On this, the last weekend of Winter, a week of showers, sun and mild weather has the garden already looking to the season ahead, and I couldn’t be more pleased.
All over the garden, plants are warming up for the Spring foot-race that becomes an all out marathon in the weeks ahead.
I’ve already shown the Muscari armeniacum which have been blooming in the most sheltered area of the garden, but I love them, and they deserve another look.
It shows the power of the micro-climate: elsewhere in the garden, the Muscari have only just started to emerge, such as this little pink variety….
Narcissi are the stalwart of the early spring garden. The dwarf varieties have been flowering for weeks, and while they are fading, still look good enough to bring a smile:
The taller Narcissus varieties have also started to open
I’ll have to be quick however, there is a Cockatoo that is visiting the garden who likes to munch on all of the flower spikes. I am finding half-chewed stems everywhere (!)
Unfortunately for the daffodils, the Cockatoo also takes all of the leaves off, which means the bulbs will likely perish, and unfortunately for me, the Cockatoo only seems to like the more unusual varieties, leaving the bog-standard yellow ones untouched 😦
The very first Anemone coronaria has opened.
I adore these flowers.
This was part of a mixed “De-Caan” hybrid pack, so there should also be some red and white ones to follow, but so far I can see only blue buds….
Ipheon uniflorum have been in flower since mid-winter but continue to look lovely:
Helleborus continue to impress with their deep, rich colours:
In the most sheltered areas of the garden, Primulas are in almost full-swing:
Bellis perennis have kept a vigil all winter-long, and are still lovely:
Papaver nudicale, normally a short-lived annual for most gardeners, spot flower for most of the year, but the first spring flushes are still a joy to behold.
Shrubs are also getting in on the act, with the earliest-blooming azaleas starting to make an appearance.
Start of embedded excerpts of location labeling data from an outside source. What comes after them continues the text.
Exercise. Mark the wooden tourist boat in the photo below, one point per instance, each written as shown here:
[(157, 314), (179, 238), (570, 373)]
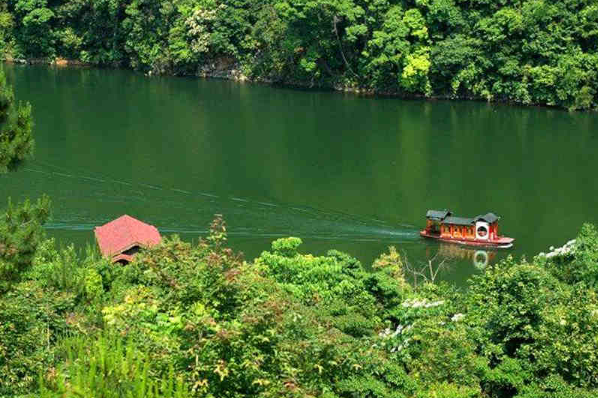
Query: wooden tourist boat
[(479, 231)]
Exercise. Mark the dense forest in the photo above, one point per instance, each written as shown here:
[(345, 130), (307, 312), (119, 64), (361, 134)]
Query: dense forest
[(522, 51)]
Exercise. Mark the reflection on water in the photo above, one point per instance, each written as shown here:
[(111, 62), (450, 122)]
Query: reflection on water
[(479, 258), (341, 172)]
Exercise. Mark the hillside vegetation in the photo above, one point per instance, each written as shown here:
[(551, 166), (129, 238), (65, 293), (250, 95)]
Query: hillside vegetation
[(198, 321), (522, 51)]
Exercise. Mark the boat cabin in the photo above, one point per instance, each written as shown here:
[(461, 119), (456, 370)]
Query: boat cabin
[(441, 224)]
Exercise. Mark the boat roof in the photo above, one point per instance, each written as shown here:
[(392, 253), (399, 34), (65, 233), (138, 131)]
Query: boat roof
[(437, 215), (458, 221), (488, 217)]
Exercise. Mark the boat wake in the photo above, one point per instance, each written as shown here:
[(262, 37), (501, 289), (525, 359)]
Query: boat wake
[(176, 210)]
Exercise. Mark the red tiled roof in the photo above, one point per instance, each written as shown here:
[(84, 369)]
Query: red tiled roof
[(128, 258), (123, 233)]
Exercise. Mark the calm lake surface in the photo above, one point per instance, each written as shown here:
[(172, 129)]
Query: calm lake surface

These lovely blooms belong to Rhododendron spinuliferum ‘Crossbill’:
The ever brash crimson of the early flowering Azalea indica ‘Red-wing’:
Another early flowering Rhododendron (unknown cultivar) in brilliant magenta:
And what of the early flowering variety that got caught in a snow-fall two weeks ago as I planted it? Many expressed concerns that it would be okay. Well, here it is; the carmine buds of Rhododendron ‘Robyn’ have turned to a soft lilac-pink:
The Camellia japonica ‘Hino-Maru’ in the hedge-row along the property line is also delightful:
And, lastly for this weeks’ wrap-up is the delightful scent of my little Daphne odora in bloom.
Amazing to think that such a small plant can fill the air with a delightful fragrance!